5 Replies Latest reply on Oct 25, 2017 3:09 PM by Chris McClellan

    Statistics for customizing data extracts to reduce size

    Katherine Woods

      We have several data extracts that are getting quite large, >=10G in size. If you ask users, they ALWAYS say that they need ALL of the data. Is there a way to get statistics from the PostgreSQL DB on actual usage of data inside published data sources, say date ranges or fields used? I seem to remember seeing an article or a presentation where someone showed a way to do this. If anyone knows where I can find a KB article, sample dashboard or video on doing the above, please let me know. It would be very handy to have some statistics when going into meetings with users regarding streamlining the data sources we publish.

        • 1. Re: Statistics for customizing data extracts to reduce size
          Chris McClellan

          It's an argument that can go on forever

           

          I'd tackle it in a few ways:

           

          1) disk is cheap (relatively), so who cares ?

          2) Dashboards run faster when the extract is smaller.  I've seen a dashboard running slowly on 450mill rows (that covered about 5 yrs of data), they created ANOTHER extract for this year only (250mill rows) and the dashboard ran a lot quicker .... but you now have 2 extracts, not 1.

          3) Test 10.5 and the Hyper engine.  In theory your extracts should be smaller and faster using Hyper.

          • 2. Re: Statistics for customizing data extracts to reduce size
            Katherine Woods

            While I agree with you that disk is cheap, so who cares, I do have some concerns:

             

            1) Many of these large extracts are updated daily and are full refresh, so the bigger they are the more time they take to refresh

            2) I wave watched the size of these extracts greatly increase in size as the version of Tableau Server changes.

                    For example, they were about 5G in size when we were on version 9. Now that we are on version 10.3 they are 11G in size. While I am sure that we have increased our   business a bit over the years, I am sure we did not double it, and I have not changed the parameters of the data extracts. Since they are all full refresh and not incremental refresh, with fixed date ranges, I can only assume that Tableau Server updates have added to the size. For example, I have two servers. A production and a dev server. Last week I took our dev server from 10.1.3 to 10.3.0. The exact same extract on version 10.1.3 is 10G in size. On 10.3 it is 11 G in size. The only difference is the Tableau Server version. I would like to understand why that is. Also, I would like to rebuild some of these extracts, making them smaller, if I can get some statistics on the actual data records being used on any regular basis. Hence, the question.

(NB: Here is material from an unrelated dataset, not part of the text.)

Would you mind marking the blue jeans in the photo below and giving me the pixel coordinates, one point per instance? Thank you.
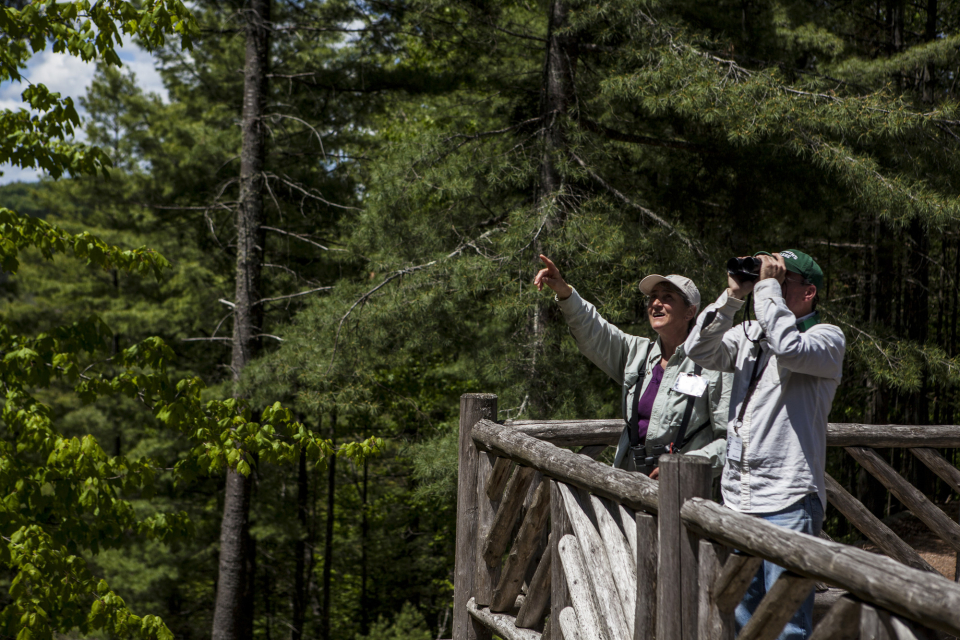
(805, 516)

            • 3. Re: Statistics for customizing data extracts to reduce size
              Chris McClellan

              Don't worry, I understand where you're going but Hyper is coming in 10.5 and the "rules" will change completely.

              • 4. Re: Statistics for customizing data extracts to reduce size
                Katherine Woods

                Chris, may I ask an addition (related) question? I created a data extract and saved it as a packaged workbook. The total size for this packaged workbook is 3.69G. However, when I published the data extract to the server for user access, the disk space used on the server (and the related extract size in the data\tabsvc\dataengine folder) is 8.45G. Why the doubling in size here? I am seeing this difference across the board for my extracts and the difference seems to be getting bigger with every update. Is this due to changes youa re making in the product to prepare for the 10.5 Hyper change or is it something else?

                • 5. Re: Statistics for customizing data extracts to reduce size
                  Chris McClellan

                  Hi, I'd raise a ticket with Support.  I don't look at Server that precisely, but if you're not using 10.5 then there wouldn't be anything about Hyper involved there.